Les ris se prennent sur le gui, c'est-à-dire qu'après avoir amené la corne, on roule la toile dans la partie inférieure, et qu'on la retient ainsi roulée en amarrant les garcettes ou hanets qui traversent les œillets de ris. L'empointure se bride sur son taquet correspondant, par un raban qui passe dans la cosse de la ralingue et embrasse à la fois la voile et la vergue.

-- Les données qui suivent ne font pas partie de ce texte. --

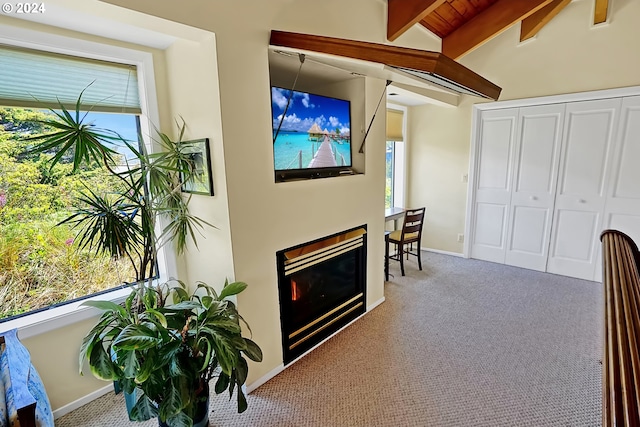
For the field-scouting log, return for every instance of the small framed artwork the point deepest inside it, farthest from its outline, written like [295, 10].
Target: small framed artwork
[201, 181]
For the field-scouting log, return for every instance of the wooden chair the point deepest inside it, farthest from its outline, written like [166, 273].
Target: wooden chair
[404, 239]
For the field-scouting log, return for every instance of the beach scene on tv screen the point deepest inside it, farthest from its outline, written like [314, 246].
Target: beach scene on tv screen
[315, 133]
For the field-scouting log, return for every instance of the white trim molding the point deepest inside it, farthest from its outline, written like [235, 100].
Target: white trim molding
[78, 403]
[518, 103]
[266, 377]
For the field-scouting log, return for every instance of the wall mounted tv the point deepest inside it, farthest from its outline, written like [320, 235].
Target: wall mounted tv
[313, 138]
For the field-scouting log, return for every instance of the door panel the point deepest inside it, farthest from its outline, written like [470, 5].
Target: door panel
[622, 211]
[535, 178]
[583, 179]
[495, 148]
[495, 153]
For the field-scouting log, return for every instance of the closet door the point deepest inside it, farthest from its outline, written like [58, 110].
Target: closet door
[534, 185]
[493, 182]
[622, 211]
[582, 185]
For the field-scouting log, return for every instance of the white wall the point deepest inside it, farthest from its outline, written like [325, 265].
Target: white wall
[568, 55]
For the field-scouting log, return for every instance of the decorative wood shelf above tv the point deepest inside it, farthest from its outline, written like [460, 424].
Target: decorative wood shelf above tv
[400, 64]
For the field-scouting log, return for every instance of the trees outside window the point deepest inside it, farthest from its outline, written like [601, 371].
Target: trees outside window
[41, 264]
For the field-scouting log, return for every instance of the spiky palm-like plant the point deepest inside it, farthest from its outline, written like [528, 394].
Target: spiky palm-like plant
[163, 342]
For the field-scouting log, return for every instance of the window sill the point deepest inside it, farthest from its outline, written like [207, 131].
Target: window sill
[58, 317]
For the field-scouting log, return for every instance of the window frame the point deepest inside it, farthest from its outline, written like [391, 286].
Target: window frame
[399, 161]
[67, 314]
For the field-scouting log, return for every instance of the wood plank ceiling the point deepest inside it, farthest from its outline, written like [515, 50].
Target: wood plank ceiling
[463, 25]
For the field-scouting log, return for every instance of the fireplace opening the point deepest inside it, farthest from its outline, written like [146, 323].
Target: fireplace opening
[322, 288]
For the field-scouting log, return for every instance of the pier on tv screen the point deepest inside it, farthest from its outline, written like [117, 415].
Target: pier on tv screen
[314, 133]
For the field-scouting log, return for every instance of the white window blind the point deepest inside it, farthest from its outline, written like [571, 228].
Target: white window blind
[394, 125]
[38, 79]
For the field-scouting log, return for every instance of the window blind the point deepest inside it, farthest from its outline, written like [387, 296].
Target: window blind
[39, 79]
[394, 125]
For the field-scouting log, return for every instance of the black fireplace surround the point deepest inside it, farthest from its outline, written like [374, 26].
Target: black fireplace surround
[322, 286]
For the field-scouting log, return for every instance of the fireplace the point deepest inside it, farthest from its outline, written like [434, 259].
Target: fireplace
[322, 286]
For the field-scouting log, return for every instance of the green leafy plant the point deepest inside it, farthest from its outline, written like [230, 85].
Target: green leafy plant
[163, 342]
[170, 352]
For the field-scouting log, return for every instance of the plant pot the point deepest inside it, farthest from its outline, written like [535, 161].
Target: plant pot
[201, 418]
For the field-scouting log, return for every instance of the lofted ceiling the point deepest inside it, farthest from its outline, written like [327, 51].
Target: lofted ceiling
[463, 25]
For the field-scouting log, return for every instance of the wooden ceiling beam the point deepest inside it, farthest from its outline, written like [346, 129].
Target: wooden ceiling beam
[534, 23]
[401, 58]
[600, 12]
[403, 14]
[488, 24]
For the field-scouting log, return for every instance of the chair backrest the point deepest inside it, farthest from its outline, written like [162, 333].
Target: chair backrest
[413, 221]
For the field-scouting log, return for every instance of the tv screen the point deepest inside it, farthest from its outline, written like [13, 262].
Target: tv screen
[313, 135]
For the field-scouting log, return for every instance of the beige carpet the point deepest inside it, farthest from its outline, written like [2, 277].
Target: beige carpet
[462, 343]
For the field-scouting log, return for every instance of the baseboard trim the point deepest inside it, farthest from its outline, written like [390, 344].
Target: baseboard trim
[63, 410]
[266, 377]
[375, 304]
[438, 251]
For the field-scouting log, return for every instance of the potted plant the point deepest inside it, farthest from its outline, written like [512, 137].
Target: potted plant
[170, 352]
[165, 342]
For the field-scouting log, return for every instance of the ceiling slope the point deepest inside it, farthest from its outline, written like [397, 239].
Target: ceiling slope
[433, 67]
[463, 25]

La brigantine ne peut plus alors se carguer, et on l'amène pour s'en débarrasser. Pour le faire avec plus de facilité, on a soin de frapper sous la mâchoire de la corne une poulie dans laquelle passe un cordage qui fait dormant sur le gui, ou le pont, et qui fait l'office du hâle-bas.
L'amure inférieure a aussi une cargue qui passe dans une poulie sous la mâchoire et s'amarre au pied du mât.
Artimon.
L'artimon est une brigantine de moindre dimension, confectionnée avec une toile plus forte.